Elections and old habits

Monday, 6 July 2015 00:00 -     - {{hitsCtrl.values.hits}}

ELECTION season is upon us again as nominations for upcoming Parliamentary Elections opened today but the road to 17 August polls has already been tainted with incidents of election violence. 

A United National Party (UNP) supporter, an associate of UNP MP Thalatha Atukorale, and father of two, was murdered in Ratnapura while separate incidents of assaults and property damage were reported in Anuradhapura, Kurunegala, Mahiyanganaya and Weligama.

Preliminary reports from the Campaign for Free and Fair Elections (CaFFE) indicate that UNP MPs and their supporters were the target of every reported incident with members of the Sri Lanka Freedom Party (SLFP) being implicated in all instances with the exception of the Kurunegala attack.

Last January’s presidential polls were hailed as being one of the most peaceful elections in recent times resulting in Elections Commissioner Mahinda Deshapriya being heaped with plaudits for his decisive conduct in the build-up to elections and since. Yet by the end of the campaign period a total of 543 incidents of election violence and malpractice were reported including one murder, three attempted murders, 64 assaults and 11 cases of arson; peaceful perhaps by Sri Lankan standards but certainly not a clean break from bad habits.   

In that context, tension around nominations alone appears to be an early sample into the organised chaos set to descend on the island. The battle lines are no longer clearly drawn in the political sphere while matters of ‘national security’ no longer seem to be the most pressing issue in a Sri Lankan Parliamentary election. 

Swimming in this sea of uncertainty are volatile elements. The extremist Bodu Bala Sena (BBS) party claims to have exchanged its stripes for scales and will be contesting under the cobra symbol as the Bodu Jana Peramuna (BJP). Their General Secretary - and firebrand at the heart of last year’s Aluthgama riots - the unceasingly vociferous Galagodaatte Gnanasara Thera, claims that the party will be secular and open to individuals of all religious and ethnic backgrounds. 

More pressingly, former President Mahinda Rajapaksa seeks to reverse his defeat and enter Parliament once again as a mere MP serving under a man he once referred to as “our idiot.” His chief concerns, as it was when he made his first grasp for the Presidency, appears centred on the LTTE. Rajapaksa’s election campaign is effectively underway having already made several tours to places of religious worship to deliver ethnically charged soapbox statements about “Eelamic foreign policy” and the like. 

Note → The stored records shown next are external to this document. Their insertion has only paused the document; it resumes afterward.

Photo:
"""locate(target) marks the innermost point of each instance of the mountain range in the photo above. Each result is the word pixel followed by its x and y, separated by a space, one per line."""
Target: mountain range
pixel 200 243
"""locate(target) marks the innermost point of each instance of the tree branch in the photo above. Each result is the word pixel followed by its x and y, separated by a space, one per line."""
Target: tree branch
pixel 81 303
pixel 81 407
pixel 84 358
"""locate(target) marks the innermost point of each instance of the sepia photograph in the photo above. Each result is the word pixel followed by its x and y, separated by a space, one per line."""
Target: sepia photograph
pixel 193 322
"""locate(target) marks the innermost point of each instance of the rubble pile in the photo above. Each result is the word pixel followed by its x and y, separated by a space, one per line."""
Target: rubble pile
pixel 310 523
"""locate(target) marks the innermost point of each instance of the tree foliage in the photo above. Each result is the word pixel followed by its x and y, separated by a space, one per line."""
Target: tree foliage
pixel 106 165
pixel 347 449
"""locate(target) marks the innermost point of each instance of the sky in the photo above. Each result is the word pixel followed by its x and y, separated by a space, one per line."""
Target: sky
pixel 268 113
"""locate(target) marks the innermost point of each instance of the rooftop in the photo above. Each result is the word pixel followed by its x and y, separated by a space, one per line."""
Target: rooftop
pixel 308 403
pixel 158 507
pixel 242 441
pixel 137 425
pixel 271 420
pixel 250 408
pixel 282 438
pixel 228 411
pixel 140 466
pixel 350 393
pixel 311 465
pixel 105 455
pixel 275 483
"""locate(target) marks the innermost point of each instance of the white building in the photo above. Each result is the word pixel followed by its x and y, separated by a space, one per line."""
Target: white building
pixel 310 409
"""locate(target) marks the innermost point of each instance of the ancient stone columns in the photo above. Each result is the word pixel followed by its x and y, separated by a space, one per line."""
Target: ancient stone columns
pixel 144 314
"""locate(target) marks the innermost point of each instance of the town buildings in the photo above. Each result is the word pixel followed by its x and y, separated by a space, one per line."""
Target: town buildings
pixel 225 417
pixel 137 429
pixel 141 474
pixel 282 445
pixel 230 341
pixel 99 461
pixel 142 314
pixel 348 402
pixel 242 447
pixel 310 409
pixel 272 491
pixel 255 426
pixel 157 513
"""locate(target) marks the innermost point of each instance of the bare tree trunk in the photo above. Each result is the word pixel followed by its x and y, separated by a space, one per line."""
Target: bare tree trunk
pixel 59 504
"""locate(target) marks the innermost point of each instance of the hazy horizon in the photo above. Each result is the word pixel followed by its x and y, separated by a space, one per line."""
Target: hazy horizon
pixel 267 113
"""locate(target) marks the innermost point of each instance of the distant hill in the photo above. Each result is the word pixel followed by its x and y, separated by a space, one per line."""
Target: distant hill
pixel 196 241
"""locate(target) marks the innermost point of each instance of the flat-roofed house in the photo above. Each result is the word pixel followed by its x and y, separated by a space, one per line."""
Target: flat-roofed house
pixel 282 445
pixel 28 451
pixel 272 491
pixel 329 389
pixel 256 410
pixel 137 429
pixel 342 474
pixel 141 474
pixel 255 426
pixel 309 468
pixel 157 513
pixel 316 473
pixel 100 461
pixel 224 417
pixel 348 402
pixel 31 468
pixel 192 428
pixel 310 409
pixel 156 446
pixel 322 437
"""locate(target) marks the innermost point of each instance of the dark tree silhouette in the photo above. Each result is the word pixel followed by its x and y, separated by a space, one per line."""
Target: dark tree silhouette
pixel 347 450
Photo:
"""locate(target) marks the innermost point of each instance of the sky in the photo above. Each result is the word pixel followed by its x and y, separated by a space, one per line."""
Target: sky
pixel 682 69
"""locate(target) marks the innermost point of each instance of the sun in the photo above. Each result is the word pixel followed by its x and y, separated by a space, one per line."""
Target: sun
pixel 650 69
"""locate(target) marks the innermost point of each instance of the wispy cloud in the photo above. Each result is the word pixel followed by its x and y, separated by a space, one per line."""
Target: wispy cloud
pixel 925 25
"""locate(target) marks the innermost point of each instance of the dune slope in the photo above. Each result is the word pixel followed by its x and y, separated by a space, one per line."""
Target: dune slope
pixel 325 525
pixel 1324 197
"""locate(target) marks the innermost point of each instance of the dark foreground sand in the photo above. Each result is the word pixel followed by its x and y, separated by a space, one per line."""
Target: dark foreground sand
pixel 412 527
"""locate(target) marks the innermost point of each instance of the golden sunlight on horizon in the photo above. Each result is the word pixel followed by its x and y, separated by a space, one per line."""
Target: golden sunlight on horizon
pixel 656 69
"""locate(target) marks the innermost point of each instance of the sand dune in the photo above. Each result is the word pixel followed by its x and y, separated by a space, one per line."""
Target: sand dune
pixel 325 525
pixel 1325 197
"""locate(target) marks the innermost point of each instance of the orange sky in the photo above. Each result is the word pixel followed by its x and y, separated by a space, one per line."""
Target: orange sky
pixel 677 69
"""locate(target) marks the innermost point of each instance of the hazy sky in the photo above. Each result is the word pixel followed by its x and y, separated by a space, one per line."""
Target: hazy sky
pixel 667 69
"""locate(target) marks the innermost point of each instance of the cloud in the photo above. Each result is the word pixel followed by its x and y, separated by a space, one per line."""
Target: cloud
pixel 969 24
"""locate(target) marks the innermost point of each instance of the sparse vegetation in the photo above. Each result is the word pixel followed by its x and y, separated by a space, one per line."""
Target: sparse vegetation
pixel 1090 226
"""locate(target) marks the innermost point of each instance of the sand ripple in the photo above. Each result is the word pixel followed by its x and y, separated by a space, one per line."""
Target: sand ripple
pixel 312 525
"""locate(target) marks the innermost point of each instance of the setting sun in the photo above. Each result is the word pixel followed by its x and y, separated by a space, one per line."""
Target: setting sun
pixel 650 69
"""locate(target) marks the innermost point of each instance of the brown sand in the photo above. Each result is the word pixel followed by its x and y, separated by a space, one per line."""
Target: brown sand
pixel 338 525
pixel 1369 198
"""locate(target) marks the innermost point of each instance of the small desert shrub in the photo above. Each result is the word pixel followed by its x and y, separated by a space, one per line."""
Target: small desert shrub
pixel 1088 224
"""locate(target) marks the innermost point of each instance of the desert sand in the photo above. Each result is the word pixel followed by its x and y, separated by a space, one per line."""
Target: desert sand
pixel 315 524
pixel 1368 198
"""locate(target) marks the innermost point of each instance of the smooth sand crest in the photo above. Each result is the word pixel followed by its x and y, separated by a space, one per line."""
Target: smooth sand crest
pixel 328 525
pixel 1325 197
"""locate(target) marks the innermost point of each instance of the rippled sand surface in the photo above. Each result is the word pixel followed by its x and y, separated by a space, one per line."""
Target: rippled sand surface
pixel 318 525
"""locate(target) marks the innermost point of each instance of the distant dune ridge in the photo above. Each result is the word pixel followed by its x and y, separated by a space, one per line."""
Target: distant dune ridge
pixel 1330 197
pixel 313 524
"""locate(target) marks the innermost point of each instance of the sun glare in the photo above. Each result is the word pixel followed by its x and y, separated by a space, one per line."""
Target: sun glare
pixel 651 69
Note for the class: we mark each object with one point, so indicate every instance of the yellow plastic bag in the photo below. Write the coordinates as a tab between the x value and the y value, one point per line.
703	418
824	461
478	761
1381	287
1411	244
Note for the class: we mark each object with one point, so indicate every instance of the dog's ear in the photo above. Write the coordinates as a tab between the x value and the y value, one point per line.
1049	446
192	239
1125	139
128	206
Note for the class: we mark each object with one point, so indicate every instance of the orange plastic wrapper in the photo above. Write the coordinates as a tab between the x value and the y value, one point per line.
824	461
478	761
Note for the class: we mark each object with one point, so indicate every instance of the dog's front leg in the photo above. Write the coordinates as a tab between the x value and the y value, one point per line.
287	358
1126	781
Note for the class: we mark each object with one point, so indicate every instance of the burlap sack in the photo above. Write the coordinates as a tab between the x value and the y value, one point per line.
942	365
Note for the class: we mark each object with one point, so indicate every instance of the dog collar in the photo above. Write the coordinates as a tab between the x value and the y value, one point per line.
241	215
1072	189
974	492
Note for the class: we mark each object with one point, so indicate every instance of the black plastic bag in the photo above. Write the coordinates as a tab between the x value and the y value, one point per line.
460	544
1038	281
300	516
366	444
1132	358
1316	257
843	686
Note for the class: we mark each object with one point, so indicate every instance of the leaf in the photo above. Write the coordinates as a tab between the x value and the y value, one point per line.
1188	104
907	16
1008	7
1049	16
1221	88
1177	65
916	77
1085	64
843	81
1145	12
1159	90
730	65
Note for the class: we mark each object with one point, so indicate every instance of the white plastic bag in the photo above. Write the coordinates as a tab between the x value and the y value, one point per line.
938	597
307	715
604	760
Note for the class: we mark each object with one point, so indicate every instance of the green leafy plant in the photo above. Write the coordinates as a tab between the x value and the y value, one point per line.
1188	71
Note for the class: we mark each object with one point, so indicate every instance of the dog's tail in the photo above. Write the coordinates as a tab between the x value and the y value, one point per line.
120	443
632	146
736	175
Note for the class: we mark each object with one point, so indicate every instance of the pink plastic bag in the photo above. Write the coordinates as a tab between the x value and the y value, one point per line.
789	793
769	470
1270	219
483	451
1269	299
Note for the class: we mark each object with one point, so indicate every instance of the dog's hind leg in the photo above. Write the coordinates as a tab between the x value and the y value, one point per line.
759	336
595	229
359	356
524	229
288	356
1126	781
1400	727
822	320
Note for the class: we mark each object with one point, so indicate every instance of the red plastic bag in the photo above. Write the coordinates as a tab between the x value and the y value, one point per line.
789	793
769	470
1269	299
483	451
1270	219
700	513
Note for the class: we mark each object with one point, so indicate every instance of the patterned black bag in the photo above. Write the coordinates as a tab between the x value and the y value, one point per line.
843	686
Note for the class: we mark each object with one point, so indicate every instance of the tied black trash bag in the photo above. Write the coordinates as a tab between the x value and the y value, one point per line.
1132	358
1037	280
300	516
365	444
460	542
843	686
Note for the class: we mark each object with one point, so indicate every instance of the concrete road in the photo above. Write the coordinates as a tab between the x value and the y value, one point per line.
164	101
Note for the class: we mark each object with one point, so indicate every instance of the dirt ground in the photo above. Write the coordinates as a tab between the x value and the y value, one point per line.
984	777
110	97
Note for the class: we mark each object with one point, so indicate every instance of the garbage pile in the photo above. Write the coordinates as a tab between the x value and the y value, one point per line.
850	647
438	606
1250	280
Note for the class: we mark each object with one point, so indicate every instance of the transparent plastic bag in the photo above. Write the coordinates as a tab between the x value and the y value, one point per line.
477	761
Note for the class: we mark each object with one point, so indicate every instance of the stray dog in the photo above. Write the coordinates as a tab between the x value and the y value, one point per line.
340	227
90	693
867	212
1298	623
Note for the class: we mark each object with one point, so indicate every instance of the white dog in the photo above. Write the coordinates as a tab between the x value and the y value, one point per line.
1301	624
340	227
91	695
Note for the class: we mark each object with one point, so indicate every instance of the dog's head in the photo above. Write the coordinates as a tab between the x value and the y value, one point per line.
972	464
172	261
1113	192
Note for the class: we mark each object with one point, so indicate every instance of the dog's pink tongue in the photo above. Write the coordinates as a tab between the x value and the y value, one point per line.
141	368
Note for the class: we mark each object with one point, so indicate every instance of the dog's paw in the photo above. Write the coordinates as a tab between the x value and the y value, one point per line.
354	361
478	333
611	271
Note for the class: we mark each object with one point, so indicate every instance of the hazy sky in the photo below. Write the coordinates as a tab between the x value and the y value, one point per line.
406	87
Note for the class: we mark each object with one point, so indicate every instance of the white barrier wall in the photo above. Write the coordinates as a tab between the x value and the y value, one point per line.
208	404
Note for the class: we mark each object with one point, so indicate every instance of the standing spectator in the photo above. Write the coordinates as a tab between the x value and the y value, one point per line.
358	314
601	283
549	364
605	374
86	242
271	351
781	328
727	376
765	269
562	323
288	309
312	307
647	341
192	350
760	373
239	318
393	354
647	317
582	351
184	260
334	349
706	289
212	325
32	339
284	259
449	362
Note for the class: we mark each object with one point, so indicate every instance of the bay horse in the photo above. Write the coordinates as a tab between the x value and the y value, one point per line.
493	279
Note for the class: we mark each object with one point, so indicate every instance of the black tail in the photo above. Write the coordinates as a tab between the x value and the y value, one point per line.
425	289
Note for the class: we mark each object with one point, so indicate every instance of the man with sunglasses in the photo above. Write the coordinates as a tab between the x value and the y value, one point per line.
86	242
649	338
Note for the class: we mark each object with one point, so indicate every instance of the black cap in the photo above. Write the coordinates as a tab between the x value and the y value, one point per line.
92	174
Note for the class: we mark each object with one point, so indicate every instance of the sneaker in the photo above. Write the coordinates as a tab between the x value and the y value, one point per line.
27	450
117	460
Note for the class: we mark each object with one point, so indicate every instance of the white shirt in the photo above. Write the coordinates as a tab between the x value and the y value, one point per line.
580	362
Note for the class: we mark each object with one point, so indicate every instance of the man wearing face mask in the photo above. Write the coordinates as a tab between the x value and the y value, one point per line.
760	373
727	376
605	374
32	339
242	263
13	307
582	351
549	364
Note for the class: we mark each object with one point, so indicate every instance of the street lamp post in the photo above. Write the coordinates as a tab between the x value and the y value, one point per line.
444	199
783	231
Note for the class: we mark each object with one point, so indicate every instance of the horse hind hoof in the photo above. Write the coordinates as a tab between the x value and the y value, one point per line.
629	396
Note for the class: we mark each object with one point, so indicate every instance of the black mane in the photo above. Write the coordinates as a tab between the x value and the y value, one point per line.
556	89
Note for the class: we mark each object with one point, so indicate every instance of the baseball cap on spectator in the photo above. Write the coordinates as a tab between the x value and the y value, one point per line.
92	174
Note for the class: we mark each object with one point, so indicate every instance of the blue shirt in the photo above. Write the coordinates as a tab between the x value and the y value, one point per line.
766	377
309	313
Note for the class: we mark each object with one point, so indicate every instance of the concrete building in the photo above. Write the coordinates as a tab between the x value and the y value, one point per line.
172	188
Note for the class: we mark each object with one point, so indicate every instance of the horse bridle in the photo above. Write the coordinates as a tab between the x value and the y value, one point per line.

It appears unclear at present just how these two volatile political forces will play off each other in the run-up to polls but at the least they have a common tactic of initiating their campaigns out of religious sites, as demonstrated by last year’s prolonged attack on a mosque in Grandpass which too was initiated from a temple. 

With the violence already underway, it therefore appears that all signs point towards escalation of election related violence, leaving Elections Commissioner Mahinda Deshapriya with the unenviable task of pulling off the same trick he did in January but on an even larger scale. Having consulted with the Attorney General, Deshapriya is already moving to expedite prosecutions of election law violations and it hoped that he will succeed. 

But the true path to a peaceful election lies in the hands of Sri Lanka’s politicians and more importantly with the people themselves. The Sri Lankan people must demand clean politics and reject those ‘leaders’ that are only just intelligent enough to advance their interests with violence. If Sri Lankans can unite in demanding a better class of governance, then perhaps they could also break old habits.